Lakshmi Ramasubramanian June 17, 2020, 8:44 p.m. UTC

Error code is not included in the audit messages logged by
the integrity subsystem. Add "errno" field in the audit messages
logged by the integrity subsystem and set the value to the error code
passed to integrity_audit_msg() in the "result" parameter.

Sample audit messages:

[    6.284329] audit: type=1804 audit(1591756723.627:2): pid=1 uid=0 auid=4294967295 ses=4294967295 subj=kernel op=add_boot_aggregate cause=alloc_entry comm="swapper/0" name="boot_aggregate" res=0 errno=-12

[    8.085456] audit: type=1802 audit(1592005947.297:9): pid=1 uid=0 auid=4294967295 ses=4294967295 subj=system_u:system_r:init_t:s0 op=policy_update cause=completed comm="systemd" res=1 errno=0

Signed-off-by: Lakshmi Ramasubramanian <nramas@linux.microsoft.com>
Suggested-by: Steve Grubb <sgrubb@redhat.com>
---
 security/integrity/integrity_audit.c | 2 +-
 1 file changed, 1 insertion(+), 1 deletion(-)

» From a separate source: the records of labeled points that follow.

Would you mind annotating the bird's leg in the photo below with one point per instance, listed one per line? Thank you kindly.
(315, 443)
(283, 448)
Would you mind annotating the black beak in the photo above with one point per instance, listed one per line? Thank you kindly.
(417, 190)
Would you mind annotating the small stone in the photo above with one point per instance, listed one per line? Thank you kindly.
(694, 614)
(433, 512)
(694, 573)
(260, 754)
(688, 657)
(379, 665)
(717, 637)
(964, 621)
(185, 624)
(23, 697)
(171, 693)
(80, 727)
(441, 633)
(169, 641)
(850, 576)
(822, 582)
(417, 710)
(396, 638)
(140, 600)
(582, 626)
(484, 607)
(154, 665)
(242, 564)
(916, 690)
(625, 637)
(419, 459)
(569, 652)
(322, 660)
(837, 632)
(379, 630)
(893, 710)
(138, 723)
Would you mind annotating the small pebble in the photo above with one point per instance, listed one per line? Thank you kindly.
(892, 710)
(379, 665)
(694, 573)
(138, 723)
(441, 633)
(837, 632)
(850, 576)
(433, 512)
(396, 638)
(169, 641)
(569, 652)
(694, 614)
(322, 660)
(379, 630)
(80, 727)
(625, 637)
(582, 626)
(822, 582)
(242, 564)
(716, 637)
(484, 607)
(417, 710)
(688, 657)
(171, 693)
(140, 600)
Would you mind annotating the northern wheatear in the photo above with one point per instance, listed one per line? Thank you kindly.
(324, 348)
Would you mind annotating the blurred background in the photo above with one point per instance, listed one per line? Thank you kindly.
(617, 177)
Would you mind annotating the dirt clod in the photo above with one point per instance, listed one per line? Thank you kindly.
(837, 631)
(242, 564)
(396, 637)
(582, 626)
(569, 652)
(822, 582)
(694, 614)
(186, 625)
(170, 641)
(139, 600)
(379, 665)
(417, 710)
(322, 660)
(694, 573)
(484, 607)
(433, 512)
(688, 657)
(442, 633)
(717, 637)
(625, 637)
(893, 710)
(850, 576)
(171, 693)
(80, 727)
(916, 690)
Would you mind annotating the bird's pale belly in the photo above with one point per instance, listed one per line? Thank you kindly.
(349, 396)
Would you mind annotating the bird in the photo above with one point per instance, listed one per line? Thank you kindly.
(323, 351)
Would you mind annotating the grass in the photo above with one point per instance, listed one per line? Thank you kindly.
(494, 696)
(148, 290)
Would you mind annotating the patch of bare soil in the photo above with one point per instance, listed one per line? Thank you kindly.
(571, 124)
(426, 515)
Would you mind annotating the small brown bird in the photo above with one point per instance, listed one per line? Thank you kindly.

Paul Moore June 17, 2020, 9:15 p.m. UTC | #1

On Wed, Jun 17, 2020 at 4:44 PM Lakshmi Ramasubramanian
<nramas@linux.microsoft.com> wrote:
>
> Error code is not included in the audit messages logged by
> the integrity subsystem. Add "errno" field in the audit messages
> logged by the integrity subsystem and set the value to the error code
> passed to integrity_audit_msg() in the "result" parameter.
>
> Sample audit messages:
>
> [    6.284329] audit: type=1804 audit(1591756723.627:2): pid=1 uid=0 auid=4294967295 ses=4294967295 subj=kernel op=add_boot_aggregate cause=alloc_entry comm="swapper/0" name="boot_aggregate" res=0 errno=-12
>
> [    8.085456] audit: type=1802 audit(1592005947.297:9): pid=1 uid=0 auid=4294967295 ses=4294967295 subj=system_u:system_r:init_t:s0 op=policy_update cause=completed comm="systemd" res=1 errno=0
>
> Signed-off-by: Lakshmi Ramasubramanian <nramas@linux.microsoft.com>
> Suggested-by: Steve Grubb <sgrubb@redhat.com>
> ---
>  security/integrity/integrity_audit.c | 2 +-
>  1 file changed, 1 insertion(+), 1 deletion(-)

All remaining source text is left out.